You can import samples of up to 682 KB in 12-bit/24 kHz mono WAV (with fixed default values). The total memory available for user samples is 14.5 MB, or 316 seconds (5'16''). You can also sample directly from the BMX via the audio input (but not by directly resampling its audio outputs).
Once the source has been connected and the level set, sampling is triggered either manually or from an audio threshold to be defined. You can choose between automatic input gain control, auto-normalization or uncorrected sound.
After a sample has been captured, it’s easy to pre-listen to it, slice it (with waveform zoom to visualize start/end points), name it, save it (albeit slowly) and assign it to one of the pads. The BMX remains a percussion- or short-phrase-oriented drum machine, not an audio processing unit with automatic slicing. There are a number of functions for managing banks and samples, collectively or individually: selecting all samples, selecting samples used in the bank, unloading the bank and replacing samples.
Evolving patterns with probabilities, polymetrics and ratchets

Each pattern can contain from 1 to 64 steps. Better still, each instrument track has an independent length (polymetry), allowing you to create different chaotic patterns with each loop. Even better, you can define random playback for each instrument on each step, as well as fla (overall, per song or per pattern).
It’s easy to isolate or mute a step and instrument(s) in real time, thanks to the instrument selection buttons in the mixer section. Live gamers will appreciate the on-the-fly step repeat button (1–2–4–8 steps) that lets you hold down a dedicated button and choose the number of repetitions with the 4 arrows, or the on-the-fly note repeat (1–2–4–8 times) using the same principle, with a choice of percussion instruments to be repeated. And let’s not forget the Autofill function, which lets you launch a predefined pattern by pressing the appropriate key, with the BMX automatically returning to the previous pattern after playing it, a well-known feature on arrangers.
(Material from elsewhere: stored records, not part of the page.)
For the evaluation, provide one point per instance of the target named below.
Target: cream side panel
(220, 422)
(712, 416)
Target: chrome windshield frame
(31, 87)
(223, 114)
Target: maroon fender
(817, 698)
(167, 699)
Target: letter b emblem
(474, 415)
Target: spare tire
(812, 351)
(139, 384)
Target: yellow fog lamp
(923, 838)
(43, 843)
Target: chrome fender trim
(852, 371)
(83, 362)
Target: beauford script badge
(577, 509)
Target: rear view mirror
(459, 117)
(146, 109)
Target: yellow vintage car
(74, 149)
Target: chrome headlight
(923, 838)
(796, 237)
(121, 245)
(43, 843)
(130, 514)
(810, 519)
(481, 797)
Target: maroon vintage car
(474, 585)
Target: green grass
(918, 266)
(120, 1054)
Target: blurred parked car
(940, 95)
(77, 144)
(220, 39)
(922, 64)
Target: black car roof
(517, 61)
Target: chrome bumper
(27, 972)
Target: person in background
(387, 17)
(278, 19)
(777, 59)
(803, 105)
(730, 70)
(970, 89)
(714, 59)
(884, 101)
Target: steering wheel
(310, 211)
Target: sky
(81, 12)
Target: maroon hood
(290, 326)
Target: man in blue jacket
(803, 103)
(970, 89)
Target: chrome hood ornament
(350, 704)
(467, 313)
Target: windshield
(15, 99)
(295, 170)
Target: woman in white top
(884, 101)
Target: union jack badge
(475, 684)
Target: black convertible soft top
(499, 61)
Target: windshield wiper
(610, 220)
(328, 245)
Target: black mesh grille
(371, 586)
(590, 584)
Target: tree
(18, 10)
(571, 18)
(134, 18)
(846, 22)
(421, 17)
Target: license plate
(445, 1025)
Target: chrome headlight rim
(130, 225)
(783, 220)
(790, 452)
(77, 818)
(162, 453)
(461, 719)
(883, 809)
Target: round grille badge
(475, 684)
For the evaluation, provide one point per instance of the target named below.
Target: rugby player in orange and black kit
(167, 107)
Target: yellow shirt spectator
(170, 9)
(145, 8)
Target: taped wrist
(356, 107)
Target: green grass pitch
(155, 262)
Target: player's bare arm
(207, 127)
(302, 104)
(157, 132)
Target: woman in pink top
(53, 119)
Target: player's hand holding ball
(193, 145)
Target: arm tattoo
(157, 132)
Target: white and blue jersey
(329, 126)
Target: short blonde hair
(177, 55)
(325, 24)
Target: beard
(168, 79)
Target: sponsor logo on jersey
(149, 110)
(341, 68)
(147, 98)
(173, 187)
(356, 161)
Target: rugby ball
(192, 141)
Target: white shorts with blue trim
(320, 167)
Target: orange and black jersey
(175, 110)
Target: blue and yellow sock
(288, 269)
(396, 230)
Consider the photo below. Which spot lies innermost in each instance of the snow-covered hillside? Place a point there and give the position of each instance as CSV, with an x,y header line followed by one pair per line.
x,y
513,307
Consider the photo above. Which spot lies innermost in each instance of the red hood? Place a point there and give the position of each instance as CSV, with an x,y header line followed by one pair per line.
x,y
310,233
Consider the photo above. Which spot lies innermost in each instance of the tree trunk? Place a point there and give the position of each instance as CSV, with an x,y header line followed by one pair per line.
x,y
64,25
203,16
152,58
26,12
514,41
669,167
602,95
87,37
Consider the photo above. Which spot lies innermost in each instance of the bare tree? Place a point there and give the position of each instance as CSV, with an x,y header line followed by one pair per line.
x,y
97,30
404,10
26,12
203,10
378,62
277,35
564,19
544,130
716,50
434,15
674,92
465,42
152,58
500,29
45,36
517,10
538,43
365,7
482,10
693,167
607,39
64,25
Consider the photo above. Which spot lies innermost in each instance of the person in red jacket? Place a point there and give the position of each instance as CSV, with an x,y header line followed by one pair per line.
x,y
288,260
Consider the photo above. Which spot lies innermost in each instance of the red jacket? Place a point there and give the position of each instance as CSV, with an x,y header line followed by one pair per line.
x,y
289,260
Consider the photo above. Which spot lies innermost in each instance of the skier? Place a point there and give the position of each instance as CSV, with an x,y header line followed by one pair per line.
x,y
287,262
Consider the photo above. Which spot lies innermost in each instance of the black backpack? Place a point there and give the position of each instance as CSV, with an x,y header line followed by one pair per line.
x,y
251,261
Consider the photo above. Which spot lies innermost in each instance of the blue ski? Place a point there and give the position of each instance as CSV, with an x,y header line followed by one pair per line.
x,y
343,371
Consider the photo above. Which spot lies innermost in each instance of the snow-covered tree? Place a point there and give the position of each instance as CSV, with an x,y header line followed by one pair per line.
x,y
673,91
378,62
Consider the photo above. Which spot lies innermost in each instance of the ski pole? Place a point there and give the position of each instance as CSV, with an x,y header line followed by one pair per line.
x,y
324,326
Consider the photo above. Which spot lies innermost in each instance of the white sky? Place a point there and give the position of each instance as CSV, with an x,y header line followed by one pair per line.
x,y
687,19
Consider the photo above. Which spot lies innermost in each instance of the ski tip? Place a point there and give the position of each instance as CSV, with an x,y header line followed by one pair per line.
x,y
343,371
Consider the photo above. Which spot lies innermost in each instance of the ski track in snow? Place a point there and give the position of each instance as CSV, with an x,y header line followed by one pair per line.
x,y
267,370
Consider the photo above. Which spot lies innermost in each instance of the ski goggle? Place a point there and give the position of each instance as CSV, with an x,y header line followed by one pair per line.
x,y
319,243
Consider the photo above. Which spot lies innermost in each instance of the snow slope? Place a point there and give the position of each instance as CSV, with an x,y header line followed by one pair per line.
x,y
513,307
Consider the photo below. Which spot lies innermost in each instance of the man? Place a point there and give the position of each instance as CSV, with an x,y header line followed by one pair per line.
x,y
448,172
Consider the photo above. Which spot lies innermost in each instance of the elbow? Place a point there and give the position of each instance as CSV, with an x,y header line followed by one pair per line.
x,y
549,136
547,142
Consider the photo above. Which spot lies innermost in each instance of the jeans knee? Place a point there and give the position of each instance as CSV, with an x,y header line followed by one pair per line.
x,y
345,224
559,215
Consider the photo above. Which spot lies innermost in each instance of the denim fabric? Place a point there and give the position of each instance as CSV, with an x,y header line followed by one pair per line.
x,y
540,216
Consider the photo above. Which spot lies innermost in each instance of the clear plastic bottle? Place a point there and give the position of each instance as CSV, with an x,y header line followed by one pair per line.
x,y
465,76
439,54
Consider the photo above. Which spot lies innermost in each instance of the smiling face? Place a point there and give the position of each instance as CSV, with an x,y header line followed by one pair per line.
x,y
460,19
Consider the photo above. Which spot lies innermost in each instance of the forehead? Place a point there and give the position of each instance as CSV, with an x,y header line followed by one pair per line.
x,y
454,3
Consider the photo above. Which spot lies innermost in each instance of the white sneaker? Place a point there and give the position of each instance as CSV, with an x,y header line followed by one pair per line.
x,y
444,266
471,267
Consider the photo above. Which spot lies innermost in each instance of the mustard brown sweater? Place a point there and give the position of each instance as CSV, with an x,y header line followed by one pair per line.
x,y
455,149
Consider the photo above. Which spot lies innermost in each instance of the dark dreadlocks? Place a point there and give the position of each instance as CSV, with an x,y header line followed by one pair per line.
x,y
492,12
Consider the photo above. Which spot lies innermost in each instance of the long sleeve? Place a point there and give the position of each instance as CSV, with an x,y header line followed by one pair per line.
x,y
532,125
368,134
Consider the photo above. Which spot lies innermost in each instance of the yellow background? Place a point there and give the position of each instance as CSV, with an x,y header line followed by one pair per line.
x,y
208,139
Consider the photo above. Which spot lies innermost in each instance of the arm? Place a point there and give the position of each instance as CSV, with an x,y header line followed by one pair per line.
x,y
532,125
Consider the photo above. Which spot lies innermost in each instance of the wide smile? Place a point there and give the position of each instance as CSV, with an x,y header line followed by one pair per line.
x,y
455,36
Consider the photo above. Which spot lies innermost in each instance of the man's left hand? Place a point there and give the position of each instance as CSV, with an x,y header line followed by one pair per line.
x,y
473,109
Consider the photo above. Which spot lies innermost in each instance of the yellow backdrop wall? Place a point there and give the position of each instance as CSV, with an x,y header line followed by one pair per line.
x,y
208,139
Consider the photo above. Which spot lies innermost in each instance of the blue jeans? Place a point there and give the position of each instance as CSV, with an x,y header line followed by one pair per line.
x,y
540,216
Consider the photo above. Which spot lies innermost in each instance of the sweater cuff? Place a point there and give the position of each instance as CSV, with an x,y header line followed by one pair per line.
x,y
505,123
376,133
The designers have included micro-timing and quantization, both global and per instrument, which is great! On the other hand, there’s no automation for sound parameters (volume, panning, decay, distortion, playback direction and playback points), which is a shame. Only the global filter’s cutoff frequency (see below) can be set for each step. The swing function (25–75%) has not been forgotten. It’s possible to copy one pattern to another, but not a piece of pattern to itself (at the end or in insertion), neither globally nor by instrument.
Song mode lets you assemble patterns into complete pieces

Once the first step is complete, you move on to the next, and so on. You can define whether the song stops after the last step, loops back to the last pattern or loops back to the beginning. We would have liked the ability to use all the patterns in memory to create a song, rather than being limited to the 24 patterns in the active Song. Similarly, we’d have liked to have more than 16 steps per song and more songs in memory (64, for example).

You can choose what happens at the end of the list: simply stop, loop after the last song, or loop all the way through. Like patterns, songs can be exported to a DAW (via MIDI dump) or using the Synthtribe app. The great strength of the BMX is its ability to record patterns in two separate modes and then assemble them into pieces without stopping the creative flow.
Stereo analog effects to process percussion voices

The first effect is an attack/hold envelope, allowing you to compress attacks and obtain pumping effects. Its action varies depending on the sound you’re applying it to. We have to confess that we didn’t manage to get anything conclusive out of it, apart from some background noise when exaggerating the hold setting. Voices sent to this compressor are then routed to the analog filter.

The filter can’t auto-oscillate, which isn’t too much of a problem given the machine’s drum machine orientation. The quality of this filter is very good, allowing you to subtly or radically modify the sound of the BMX, given the range of settings it offers. Like the compressor, the VCF is stereo, so the panning of the routed voices is preserved.